Why Bank Records Matter
At the centre of the latest legal development is the Abu Dhabi Global Market (ADGM) Court’s decision to allow administrators of NMC to request internal bank records from Bank of Baroda, a lender involved in financing NMC.
Traditionally, internal bank documents — especially Suspicious Transaction Reports (STRs) and compliance files — are protected by strict confidentiality under anti-money-laundering (AML) laws. These rules are meant to protect investigations and prevent banks from “tipping off” customers when something seems unusual.
However, recent changes in UAE AML law (Federal Decree-Law No. 10 of 2025) now give courts more discretion to allow disclosure of such information in civil cases if it’s essential to resolving disputes — including insolvency proceedings like NMC’s.
What the Court Has Allowed — and Why It Matters
The ADGM judge ruled that:
Bank administrators can apply for specific internal records from Bank of Baroda to help understand how money flowed through NMC’s accounts and whether the bank identified anything unusual.
Documents that show how transactions were handled — including whether suspicious activity was ever flagged or investigated — could be “of considerable assistance” in determining responsibility for losses.

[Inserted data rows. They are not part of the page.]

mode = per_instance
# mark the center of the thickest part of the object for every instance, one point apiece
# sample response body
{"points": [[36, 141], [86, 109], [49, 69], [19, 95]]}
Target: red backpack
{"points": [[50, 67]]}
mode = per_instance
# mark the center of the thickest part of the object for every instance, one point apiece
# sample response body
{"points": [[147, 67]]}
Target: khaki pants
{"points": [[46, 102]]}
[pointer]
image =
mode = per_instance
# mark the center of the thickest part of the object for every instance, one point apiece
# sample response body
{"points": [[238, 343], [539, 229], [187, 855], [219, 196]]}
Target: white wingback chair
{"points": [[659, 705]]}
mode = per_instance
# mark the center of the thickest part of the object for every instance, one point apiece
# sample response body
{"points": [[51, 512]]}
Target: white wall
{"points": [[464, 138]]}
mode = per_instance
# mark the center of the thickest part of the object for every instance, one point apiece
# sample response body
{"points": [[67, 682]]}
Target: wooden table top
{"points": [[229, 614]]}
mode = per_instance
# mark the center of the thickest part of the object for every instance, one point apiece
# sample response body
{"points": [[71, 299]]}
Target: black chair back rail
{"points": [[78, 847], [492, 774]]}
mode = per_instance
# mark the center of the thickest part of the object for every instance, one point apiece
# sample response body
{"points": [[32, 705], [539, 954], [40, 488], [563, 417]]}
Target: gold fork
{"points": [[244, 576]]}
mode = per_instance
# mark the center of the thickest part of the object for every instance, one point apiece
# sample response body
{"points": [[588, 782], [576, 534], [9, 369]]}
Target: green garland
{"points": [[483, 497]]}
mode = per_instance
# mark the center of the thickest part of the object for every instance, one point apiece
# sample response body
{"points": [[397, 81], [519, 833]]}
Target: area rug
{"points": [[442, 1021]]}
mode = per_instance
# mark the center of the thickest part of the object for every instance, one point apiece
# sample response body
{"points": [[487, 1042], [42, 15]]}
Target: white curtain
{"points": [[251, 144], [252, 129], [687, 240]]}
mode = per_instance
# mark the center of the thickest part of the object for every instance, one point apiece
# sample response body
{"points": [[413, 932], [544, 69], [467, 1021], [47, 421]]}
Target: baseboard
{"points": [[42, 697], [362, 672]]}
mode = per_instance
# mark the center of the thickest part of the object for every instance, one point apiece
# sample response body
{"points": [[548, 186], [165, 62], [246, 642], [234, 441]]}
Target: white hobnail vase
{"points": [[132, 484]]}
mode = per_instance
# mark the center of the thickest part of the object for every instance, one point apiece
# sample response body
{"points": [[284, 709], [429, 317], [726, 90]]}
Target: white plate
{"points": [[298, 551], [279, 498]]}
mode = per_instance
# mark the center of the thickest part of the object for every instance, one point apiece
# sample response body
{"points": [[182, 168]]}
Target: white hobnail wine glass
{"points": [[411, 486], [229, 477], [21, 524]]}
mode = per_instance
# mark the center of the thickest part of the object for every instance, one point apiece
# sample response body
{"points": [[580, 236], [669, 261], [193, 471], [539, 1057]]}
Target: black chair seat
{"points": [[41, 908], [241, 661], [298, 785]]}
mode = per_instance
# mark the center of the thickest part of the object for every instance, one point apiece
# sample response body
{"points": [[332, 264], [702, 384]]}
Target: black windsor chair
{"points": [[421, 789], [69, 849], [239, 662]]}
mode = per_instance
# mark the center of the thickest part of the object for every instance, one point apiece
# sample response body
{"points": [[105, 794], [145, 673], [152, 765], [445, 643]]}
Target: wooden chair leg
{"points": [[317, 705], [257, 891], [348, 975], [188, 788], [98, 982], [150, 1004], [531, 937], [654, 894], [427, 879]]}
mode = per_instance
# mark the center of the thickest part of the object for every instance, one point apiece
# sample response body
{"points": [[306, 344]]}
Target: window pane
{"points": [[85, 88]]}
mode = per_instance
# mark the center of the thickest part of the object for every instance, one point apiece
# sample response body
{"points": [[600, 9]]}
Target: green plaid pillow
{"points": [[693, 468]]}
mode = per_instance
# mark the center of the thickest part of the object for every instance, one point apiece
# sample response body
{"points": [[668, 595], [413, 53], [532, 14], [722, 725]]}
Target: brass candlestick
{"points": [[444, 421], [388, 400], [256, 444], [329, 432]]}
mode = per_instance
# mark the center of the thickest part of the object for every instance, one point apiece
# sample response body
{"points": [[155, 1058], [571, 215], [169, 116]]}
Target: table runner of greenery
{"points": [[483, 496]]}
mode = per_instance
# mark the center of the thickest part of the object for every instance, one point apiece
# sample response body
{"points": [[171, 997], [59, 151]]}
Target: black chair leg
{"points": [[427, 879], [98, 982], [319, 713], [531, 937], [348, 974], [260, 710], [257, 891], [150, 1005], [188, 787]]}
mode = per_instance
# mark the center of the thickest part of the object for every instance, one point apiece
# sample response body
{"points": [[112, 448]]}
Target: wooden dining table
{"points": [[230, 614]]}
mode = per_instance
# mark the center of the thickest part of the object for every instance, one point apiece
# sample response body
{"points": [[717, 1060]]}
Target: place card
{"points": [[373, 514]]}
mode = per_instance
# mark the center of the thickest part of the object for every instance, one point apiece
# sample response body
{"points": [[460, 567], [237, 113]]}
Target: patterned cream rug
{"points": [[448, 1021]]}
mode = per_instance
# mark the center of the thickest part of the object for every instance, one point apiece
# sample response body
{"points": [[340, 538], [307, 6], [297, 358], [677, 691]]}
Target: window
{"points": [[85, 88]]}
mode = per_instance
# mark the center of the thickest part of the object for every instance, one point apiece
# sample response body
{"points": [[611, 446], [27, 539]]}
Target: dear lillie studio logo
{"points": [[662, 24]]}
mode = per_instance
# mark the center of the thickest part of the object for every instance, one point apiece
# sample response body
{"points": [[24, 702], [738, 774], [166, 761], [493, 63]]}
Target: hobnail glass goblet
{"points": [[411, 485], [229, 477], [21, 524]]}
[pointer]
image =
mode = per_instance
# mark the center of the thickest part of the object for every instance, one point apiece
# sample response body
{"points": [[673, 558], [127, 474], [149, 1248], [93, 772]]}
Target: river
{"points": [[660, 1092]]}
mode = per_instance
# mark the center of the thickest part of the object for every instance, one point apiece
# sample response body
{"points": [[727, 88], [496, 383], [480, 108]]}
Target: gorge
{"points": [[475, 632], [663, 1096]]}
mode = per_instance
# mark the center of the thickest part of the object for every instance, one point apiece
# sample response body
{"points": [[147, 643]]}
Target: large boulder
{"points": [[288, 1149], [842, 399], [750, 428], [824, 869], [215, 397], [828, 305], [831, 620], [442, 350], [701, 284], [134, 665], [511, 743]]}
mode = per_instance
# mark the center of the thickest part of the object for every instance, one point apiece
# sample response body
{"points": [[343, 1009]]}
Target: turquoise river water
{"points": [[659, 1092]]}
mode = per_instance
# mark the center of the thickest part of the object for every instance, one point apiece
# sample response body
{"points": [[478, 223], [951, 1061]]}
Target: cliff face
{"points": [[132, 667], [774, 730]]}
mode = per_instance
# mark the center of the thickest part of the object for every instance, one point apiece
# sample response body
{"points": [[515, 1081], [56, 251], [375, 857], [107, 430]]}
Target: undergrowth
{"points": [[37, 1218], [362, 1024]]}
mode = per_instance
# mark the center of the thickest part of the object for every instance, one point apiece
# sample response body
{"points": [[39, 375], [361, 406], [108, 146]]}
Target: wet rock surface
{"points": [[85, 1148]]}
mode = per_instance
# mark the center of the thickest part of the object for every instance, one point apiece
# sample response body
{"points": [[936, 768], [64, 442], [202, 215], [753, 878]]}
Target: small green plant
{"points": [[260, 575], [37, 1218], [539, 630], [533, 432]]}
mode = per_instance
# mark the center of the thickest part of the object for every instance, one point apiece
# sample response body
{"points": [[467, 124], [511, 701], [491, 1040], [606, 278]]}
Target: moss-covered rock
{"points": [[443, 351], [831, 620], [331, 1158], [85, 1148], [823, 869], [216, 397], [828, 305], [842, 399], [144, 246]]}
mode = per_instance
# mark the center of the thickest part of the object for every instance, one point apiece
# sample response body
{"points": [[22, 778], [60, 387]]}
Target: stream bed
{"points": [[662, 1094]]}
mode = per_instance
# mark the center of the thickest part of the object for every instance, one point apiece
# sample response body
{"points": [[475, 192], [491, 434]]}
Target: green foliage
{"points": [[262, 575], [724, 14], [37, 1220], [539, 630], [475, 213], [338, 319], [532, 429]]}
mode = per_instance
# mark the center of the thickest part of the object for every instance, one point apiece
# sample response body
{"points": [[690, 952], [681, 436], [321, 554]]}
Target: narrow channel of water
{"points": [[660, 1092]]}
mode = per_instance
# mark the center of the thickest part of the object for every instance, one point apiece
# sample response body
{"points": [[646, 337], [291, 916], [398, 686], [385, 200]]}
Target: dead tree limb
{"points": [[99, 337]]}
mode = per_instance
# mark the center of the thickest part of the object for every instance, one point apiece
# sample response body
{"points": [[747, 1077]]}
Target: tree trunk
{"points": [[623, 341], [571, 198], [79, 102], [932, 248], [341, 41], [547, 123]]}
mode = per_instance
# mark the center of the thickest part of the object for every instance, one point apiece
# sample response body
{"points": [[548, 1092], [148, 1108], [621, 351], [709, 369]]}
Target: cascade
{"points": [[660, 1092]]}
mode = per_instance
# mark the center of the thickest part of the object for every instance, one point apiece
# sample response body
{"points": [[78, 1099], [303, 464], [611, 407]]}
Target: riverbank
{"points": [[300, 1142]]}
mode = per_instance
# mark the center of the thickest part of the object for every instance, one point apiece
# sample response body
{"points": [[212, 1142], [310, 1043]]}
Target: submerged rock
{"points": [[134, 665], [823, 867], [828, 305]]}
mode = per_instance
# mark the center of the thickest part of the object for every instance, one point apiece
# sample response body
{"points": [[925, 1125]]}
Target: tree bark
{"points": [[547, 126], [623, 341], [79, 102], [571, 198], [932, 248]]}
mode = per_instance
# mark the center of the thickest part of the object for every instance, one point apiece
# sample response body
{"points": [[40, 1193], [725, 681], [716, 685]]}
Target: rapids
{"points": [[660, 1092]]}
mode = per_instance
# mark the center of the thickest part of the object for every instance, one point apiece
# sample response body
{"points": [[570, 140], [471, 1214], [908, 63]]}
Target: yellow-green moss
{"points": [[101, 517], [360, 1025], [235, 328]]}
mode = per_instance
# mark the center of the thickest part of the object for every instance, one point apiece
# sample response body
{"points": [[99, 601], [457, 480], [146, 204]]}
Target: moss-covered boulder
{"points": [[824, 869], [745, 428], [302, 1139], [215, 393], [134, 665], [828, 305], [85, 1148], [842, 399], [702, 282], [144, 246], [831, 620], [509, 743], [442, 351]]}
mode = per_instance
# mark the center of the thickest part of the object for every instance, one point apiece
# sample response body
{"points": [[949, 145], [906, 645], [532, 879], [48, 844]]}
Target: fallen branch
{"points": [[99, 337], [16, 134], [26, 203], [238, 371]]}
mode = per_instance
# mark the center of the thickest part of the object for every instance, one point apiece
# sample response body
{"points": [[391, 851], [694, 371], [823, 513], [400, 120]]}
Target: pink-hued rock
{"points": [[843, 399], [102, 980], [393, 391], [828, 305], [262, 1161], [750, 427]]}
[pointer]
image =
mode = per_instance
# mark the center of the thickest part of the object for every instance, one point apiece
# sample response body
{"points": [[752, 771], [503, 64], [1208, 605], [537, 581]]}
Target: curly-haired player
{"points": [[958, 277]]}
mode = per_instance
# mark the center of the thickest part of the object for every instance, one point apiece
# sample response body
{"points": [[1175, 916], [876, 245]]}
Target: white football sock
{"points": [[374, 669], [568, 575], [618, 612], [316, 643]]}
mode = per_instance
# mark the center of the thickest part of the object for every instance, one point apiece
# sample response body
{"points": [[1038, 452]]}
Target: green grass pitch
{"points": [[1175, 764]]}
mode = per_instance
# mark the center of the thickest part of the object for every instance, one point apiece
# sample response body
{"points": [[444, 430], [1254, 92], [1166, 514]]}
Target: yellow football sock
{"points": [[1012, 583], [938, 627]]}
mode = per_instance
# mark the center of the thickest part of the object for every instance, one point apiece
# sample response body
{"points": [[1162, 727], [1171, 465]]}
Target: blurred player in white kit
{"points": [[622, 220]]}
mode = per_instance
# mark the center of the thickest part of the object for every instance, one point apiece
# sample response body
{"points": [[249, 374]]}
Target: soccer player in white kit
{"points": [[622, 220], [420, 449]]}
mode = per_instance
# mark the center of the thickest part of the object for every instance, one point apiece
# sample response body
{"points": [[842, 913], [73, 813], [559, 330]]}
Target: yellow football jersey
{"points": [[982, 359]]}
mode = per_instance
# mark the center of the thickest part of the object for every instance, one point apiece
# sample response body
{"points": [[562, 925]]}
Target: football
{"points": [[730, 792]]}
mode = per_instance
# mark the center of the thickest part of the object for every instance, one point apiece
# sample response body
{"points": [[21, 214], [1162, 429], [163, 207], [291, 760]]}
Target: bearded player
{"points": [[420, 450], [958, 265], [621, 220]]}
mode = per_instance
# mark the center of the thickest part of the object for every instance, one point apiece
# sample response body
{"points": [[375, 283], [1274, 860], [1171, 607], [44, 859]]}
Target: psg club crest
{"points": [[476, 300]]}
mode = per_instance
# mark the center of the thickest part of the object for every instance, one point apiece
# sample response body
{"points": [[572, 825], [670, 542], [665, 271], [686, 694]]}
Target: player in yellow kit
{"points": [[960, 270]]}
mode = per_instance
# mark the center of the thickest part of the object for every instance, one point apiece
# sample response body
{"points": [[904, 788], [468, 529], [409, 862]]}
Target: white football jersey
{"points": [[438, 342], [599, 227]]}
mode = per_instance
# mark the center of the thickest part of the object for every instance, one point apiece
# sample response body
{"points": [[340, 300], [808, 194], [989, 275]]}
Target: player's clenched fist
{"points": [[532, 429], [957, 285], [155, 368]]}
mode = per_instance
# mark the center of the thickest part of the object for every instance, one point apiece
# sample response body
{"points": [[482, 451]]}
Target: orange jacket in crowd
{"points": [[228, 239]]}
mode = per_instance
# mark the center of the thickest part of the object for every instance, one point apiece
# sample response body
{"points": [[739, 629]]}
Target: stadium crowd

Even records showing that no suspicious transaction reports were filed might help clarify the bank’s role and actions.
This marks an important shift because it breaks through the typical confidentiality shield that banks have relied on — making internal bank records a potentially powerful source of evidence.
How This Fits the Larger Legal Fight
The dispute over bank records is just one of many legal battles in the wider NMC saga:
In other courts, Shetty has been ordered to pay millions over guarantees for loans that the court found he had signed despite his denials.
Creditors in the UAE and abroad continue to pursue claims against Shetty and former executives to recover losses from the collapse.
By gaining access to detailed bank records, administrators hope to build a clearer picture of how funds were moved, who knew what and when, and whether any banking controls failed to detect suspicious activity — all crucial to sorting out liability and possibly recovering assets.
What This Does — and Doesn’t — Mean
It’s important to note that the court’s decision does not automatically release any documents — it simply allows administrators to ask for them. Each request still needs approval, and banks can challenge specific disclosures if they believe they are irrelevant or legally protected.
Still, the ruling highlights a broader trend in the UAE’s legal system: regulators and courts are willing to pierce traditional banking secrecy when necessary to resolve major insolvency and fraud disputes fairly and transparently.